Private healthcare facilities in Portugal
Private healthcare in Portugal is expensive, especially for those who do not have health insurance.However, private healthcare is the best option for those who can afford a relatively low-cost health insurance policy.
Long queues and crowded waiting rooms are almost never seen in private health clinics or hospitals in Portugal. Doctors at private establishments in Portugal are generally skillful and more attentive.
The popularity of private medical care is growing amongst expats and locals in Portugal. Private facilities are also becoming more readily available in urban areas, which are just a short drive away from most rural zones.
Most banks in Portugal now offer information on their choice of private health insurance provider.While some larger corporations and government bodies offer private health insurance to their employees; this is not the norm, nor is it required by law. Therefore expats should be prepared to pay for their own healthcare expenses whilst living in Portugal.
Pharmacies and medicines in Portugal
Pharmacies in Portugal are widely available and easily accessible. They can be found in most town centres and shopping malls.
Since many medications are subsidised, with the proper prescription from a general practitioner or specialist, medication can be obtained for a very low cost. The cost rises significantly without a prescription, even for the most common of medications.
During a consultation, if a doctor offers a prescription for a medication that doesn’t require a prescription, it is wise to accept it, even for common cough medicines or anti-inflammatories. The prescriptions will save you money.
For surgeries performed in the public hospitals, medications administered in the hospitals are free; however, doctors often ask for patients to bring medications to the hospital to be administered after the operation.

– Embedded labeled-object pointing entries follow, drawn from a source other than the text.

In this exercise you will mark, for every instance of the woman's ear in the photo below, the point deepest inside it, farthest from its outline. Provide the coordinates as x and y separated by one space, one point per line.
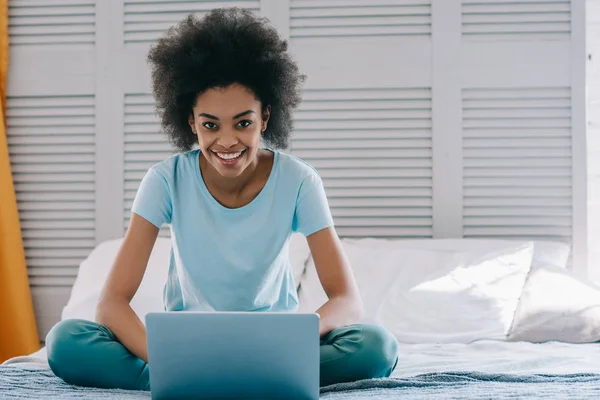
191 121
265 118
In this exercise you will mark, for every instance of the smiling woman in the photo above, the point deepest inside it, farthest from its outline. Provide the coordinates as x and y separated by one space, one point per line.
225 83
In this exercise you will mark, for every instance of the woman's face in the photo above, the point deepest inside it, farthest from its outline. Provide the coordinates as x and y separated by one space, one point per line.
228 123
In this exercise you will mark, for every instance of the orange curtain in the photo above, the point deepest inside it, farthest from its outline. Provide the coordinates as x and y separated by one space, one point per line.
18 332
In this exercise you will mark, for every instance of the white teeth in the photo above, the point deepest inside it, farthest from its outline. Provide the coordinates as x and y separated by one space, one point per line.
229 156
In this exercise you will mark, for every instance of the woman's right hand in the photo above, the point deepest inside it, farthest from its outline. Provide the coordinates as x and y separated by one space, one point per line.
113 309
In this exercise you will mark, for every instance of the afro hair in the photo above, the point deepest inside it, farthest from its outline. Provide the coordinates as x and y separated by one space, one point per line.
226 46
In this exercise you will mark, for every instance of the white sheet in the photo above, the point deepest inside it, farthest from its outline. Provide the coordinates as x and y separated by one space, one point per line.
499 357
484 356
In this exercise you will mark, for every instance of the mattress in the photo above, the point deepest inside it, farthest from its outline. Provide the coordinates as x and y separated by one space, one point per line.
479 370
491 356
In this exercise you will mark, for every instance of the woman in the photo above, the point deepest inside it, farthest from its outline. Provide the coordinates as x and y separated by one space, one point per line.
225 83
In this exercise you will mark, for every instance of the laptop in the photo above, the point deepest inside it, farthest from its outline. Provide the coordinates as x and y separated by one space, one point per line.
233 355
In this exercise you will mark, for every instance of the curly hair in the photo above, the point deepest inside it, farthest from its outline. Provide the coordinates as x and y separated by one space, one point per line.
226 46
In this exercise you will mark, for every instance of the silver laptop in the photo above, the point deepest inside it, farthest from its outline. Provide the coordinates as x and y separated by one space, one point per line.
230 355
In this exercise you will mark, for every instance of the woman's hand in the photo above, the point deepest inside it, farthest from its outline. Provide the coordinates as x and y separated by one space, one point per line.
113 309
344 306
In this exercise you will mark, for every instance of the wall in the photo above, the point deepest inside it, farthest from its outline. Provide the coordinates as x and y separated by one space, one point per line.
426 118
593 134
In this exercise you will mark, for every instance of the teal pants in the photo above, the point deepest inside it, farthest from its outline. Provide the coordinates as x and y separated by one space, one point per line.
86 353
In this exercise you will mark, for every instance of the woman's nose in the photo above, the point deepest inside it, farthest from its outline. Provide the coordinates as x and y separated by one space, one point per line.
227 139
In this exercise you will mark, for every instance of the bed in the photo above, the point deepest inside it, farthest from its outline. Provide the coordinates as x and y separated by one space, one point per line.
480 370
527 327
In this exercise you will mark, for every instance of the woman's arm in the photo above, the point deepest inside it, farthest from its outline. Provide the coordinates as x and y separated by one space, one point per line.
113 309
344 306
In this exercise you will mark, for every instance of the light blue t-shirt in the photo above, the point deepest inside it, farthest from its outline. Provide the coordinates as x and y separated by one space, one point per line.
226 259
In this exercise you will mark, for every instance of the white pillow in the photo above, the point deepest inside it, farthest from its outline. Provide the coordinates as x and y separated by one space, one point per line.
544 252
557 306
94 270
433 296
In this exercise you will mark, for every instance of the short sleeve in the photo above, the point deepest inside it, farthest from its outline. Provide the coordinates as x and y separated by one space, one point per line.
312 208
153 201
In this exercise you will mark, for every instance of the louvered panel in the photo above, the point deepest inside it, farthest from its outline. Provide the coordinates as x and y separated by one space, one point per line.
64 22
372 147
144 146
51 145
517 163
146 20
339 18
509 19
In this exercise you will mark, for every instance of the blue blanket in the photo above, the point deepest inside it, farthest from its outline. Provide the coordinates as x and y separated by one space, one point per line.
21 383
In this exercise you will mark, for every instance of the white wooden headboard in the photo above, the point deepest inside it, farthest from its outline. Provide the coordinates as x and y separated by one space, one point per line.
426 118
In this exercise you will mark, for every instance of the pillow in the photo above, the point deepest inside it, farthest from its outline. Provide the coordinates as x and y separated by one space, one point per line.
425 296
557 306
544 252
94 270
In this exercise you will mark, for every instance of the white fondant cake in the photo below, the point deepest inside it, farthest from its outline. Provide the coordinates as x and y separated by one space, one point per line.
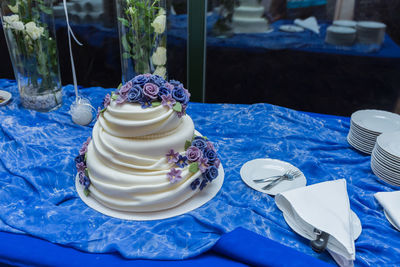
125 164
247 18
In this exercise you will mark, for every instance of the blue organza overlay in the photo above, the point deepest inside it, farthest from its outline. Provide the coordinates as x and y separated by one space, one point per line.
38 197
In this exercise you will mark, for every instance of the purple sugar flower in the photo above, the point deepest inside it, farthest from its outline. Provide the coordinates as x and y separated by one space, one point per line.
203 165
121 99
183 112
150 90
182 161
140 80
83 150
169 86
172 157
211 173
203 184
193 154
174 175
125 88
195 184
210 145
135 94
168 101
217 162
211 155
81 167
200 143
107 100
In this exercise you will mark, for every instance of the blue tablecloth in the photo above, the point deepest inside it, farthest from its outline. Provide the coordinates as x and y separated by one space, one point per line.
38 197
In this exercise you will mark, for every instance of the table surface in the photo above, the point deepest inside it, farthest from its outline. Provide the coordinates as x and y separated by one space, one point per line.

There are no restrictions on medicine being brought into Portugal, as long as paperwork can be provided to prove that the medication is for personal use only.
Emergency services in Portugal
Emergency services in Portugal can be reached by dialling 112.
Paramedics who respond during emergency situations are adequately trained and generally proficient, considerate and valuable.
In serious emergency situations, it is not unusual for patients to be quickly transferred from a less well-equipped hospital to a more specialised care unit in the closest large city.